Falli in aria: davvero dinamica e volontarietà non possono contare?

Le indicazioni del Board mettono al primo posto la sicurezza. Giusto, ma i casi sono molto diversi…

ph. Sebastiano Pessina

ph. Sebastiano Pessina

Partiamo da una premessa, tanto banale quanto basilare: in qualunque sport l’aspetto più importante è rappresentato dalla salvaguardia dell’incolumità fisica dei suoi praticanti, siano essi professionisti o semplici “weekend warriors”. E da tempo il Board si sta muovendo in modo deciso e credibile in questa direzione, anche attraverso la sperimentazione e l’introduzione di modifiche al regolamento volte alla tutela fisica dei giocatori, su tutte le nuove regole di ingaggio in mischia ordinata. In alcuni casi però sembra esserci poca concordanza logica tra l’atto contrario al regolamento e la sanzione decisa dall’arbitro. Tra questi il più spinoso, ma non certamente l’unico, è quello della presa aerea.

 

Se è vero che placcare o intervenire su un giocatore in presa con entrambi i piedi staccati da terra è un fallo facilmente identificabile e sanzionabile nella sua volontarietà, ben più complicato è riuscire a districarsi nel momento in cui i giocatori che si contendono al volo l’ovale sono due, e senza che nessuno apparentemente cerchi di provocare volontariamente danno all’avversario. La situazione la conosciamo tutti, e per capire quanto sia una fase difficile da valutare bastano i due recenti esempi del XXV Aprile, con Odiete cacciato contro Gloucester e Ragusi graziato nel derby italiano celtico di andata. Come sempre, è il giudizio della terna a contare (ed eventualmente del TMO, se presente), ma dall’IRB sono arrivate precise indicazioni: prima di tutto la sicurezza.
Non conta avere gli occhi sulla palla, conta essere responsabili della sicurezza dell’avversario. Vero, e sacrosanto.
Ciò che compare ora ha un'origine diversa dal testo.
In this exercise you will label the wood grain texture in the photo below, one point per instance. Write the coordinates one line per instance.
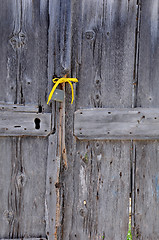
(148, 70)
(53, 167)
(28, 239)
(101, 183)
(104, 39)
(24, 124)
(107, 123)
(145, 203)
(19, 107)
(147, 190)
(24, 50)
(103, 43)
(22, 186)
(8, 62)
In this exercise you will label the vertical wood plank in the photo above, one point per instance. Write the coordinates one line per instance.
(8, 62)
(146, 210)
(23, 192)
(24, 50)
(101, 183)
(147, 190)
(148, 71)
(103, 43)
(107, 42)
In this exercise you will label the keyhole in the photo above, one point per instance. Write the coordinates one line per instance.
(37, 123)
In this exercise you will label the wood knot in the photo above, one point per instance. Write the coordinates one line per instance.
(21, 179)
(18, 40)
(90, 35)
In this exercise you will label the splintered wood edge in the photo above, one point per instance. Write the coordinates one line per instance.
(122, 124)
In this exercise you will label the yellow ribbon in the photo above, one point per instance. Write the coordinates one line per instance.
(57, 81)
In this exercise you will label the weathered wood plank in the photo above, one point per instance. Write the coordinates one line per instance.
(27, 239)
(8, 61)
(146, 153)
(104, 38)
(147, 190)
(24, 48)
(24, 124)
(101, 180)
(22, 187)
(148, 70)
(52, 175)
(103, 43)
(107, 123)
(19, 107)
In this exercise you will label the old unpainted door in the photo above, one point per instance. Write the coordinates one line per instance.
(67, 170)
(28, 167)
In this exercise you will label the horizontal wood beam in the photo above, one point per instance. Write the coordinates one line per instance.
(18, 107)
(24, 124)
(103, 123)
(25, 239)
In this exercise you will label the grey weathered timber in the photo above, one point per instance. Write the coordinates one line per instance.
(103, 43)
(147, 190)
(24, 124)
(28, 239)
(23, 170)
(107, 123)
(19, 107)
(148, 62)
(52, 175)
(145, 209)
(101, 179)
(23, 36)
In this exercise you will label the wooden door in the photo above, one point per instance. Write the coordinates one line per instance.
(27, 162)
(67, 171)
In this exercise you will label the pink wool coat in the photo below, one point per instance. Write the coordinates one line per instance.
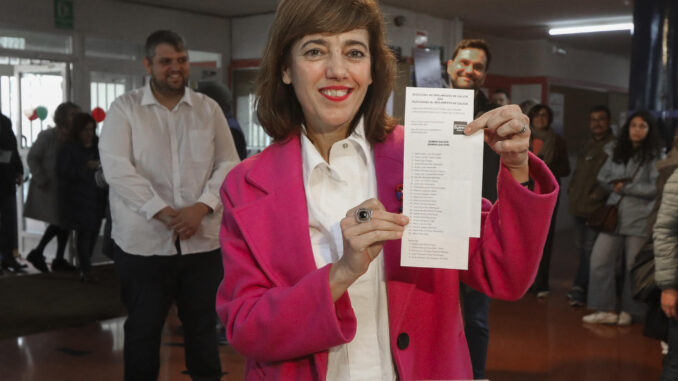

Ma la sensazione è che talvolta il giudizio arbitrale dovrebbe tenere conto di due aspetti corollari ma intrinsecamente decisivi: la volontarietà del gesto e le dinamica dell’azione.

 

A più di qualcuno, se tra i lettori ci sono ex giocatori, sarà capitato almeno una volta di avere davanti un giocatore che nell’impatto tende ad abbassarsi o a saltare. Risultato, sanzione per collo o spear tackle, nonostante l’infrazione sia stata generata non dalla volontà di fare un gesto scorretto ma da una normale dinamica fisica dei corpi. Odiete che inciampa e urta McColl, e Andrew che travolge e fa male a Leonard devono essere valutati allo stesso modo? Senza contare che sono stati puniti rispettivamente con un cartellino rosso e uno giallo.
Vero che l’incolumità, come detto in apertura, è l’aspetto più importante, ma così come il diritto distingue colposo e volontario, allo stesso modo i giudici di Ovalia, gli arbitri, dovrebbero talvolta interpretare il regolamento “relativamente” al gesto, senza considerare la situazione in modo “assoluto”. Anche perché punire chiunque contendendo l’ovale vada ad urtare involontariamente un avversario significherebbe mettere un freno ai giocatori stessi, che magari, nel dubbio, quella palla non proverebbero nemmeno a prenderla.